ECLI:NL:RVS:2023:2614
Raad van State
- J.Th. Drop
- Rechtspraak.nl
Verzoek om geheimhouding van politiegegevens in hoger beroep tegen afwijzing verwijdering persoonsgegevens
In deze zaak heeft [appellant] hoger beroep ingesteld tegen de uitspraak van de rechtbank Overijssel van 4 mei 2022, waarin zijn verzoek om verwijdering en vernietiging van zijn persoonsgegevens, die zijn verwerkt naar aanleiding van een voorval op 12 januari 2019, werd afgewezen. De korpschef van politie heeft de Afdeling verzocht om geheimhouding van bepaalde gegevens, met het argument dat het verstrekken van een geschoonde versie van het document aan [appellant] de staande praktijk zou doorkruisen. Dit verzoek is gedaan op basis van artikel 8:29 van de Algemene wet bestuursrecht (Awb), dat de mogelijkheid biedt om de kennisneming van stukken te weigeren of te beperken indien gewichtige redenen dit rechtvaardigen.

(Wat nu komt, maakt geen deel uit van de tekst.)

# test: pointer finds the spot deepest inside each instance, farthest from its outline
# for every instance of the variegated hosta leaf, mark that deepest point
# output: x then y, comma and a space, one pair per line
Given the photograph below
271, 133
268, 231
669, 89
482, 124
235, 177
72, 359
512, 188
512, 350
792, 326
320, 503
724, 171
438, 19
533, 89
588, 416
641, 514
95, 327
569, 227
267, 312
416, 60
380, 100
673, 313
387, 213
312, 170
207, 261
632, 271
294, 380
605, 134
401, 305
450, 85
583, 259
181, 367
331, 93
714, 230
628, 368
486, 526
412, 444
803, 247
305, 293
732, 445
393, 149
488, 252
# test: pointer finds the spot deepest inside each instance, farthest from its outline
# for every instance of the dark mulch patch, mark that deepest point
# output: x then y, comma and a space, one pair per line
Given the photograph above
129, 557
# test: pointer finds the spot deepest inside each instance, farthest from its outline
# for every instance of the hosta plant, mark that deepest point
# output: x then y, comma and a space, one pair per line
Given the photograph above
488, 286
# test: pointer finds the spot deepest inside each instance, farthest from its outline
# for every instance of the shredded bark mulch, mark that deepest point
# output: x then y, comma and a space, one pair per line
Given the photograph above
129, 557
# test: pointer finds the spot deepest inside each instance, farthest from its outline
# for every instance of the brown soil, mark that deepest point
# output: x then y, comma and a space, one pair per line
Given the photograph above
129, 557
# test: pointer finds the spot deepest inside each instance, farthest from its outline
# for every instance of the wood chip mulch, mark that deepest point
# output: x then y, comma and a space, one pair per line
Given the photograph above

De Afdeling bestuursrechtspraak heeft de belangen afgewogen. Enerzijds is er het belang dat partijen gelijkelijk toegang hebben tot relevante informatie voor het hoger beroep, anderzijds het belang van de korpschef om vertrouwelijke politiegegevens te beschermen. De Afdeling heeft besloten dat het belang van de korpschef in dit geval zwaarder weegt dan het belang van [appellant] om een kopie van het geschoonde document te ontvangen. In plaats daarvan is [appellant] de gelegenheid geboden om het document in te zien op de griffie van de Afdeling.

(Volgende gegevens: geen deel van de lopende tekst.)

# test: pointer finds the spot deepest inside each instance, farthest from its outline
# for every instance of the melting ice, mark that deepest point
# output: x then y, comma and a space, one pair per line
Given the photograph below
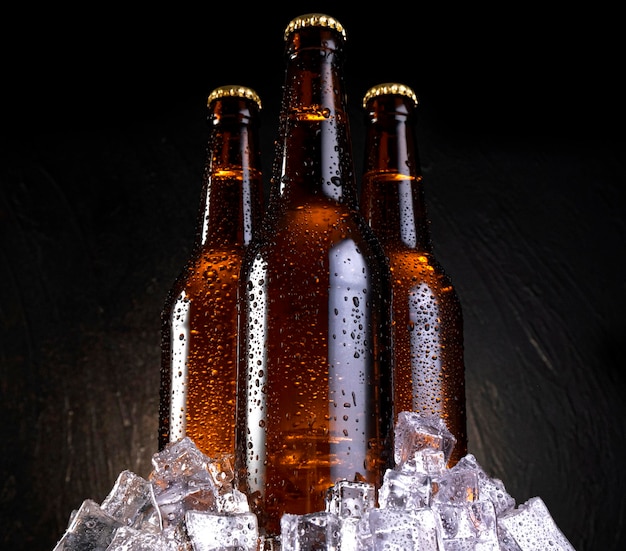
189, 503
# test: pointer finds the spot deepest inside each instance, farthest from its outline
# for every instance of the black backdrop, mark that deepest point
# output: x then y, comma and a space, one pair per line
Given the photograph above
103, 142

De Afdeling heeft het verzoek tot beperkte kennisneming van het Meldformulier gerechtvaardigd geacht en heeft besloten dat de geschoonde versie van het mutatierapport ter inzage wordt gelegd op de griffie. Deze beslissing is genomen door mr. J.Th. Drop, lid van de enkelvoudige geheimhoudingskamer, in aanwezigheid van mr. S.C. van Tuyll van Serooskerken, griffier. De uitspraak is openbaar gemaakt op 6 juli 2023.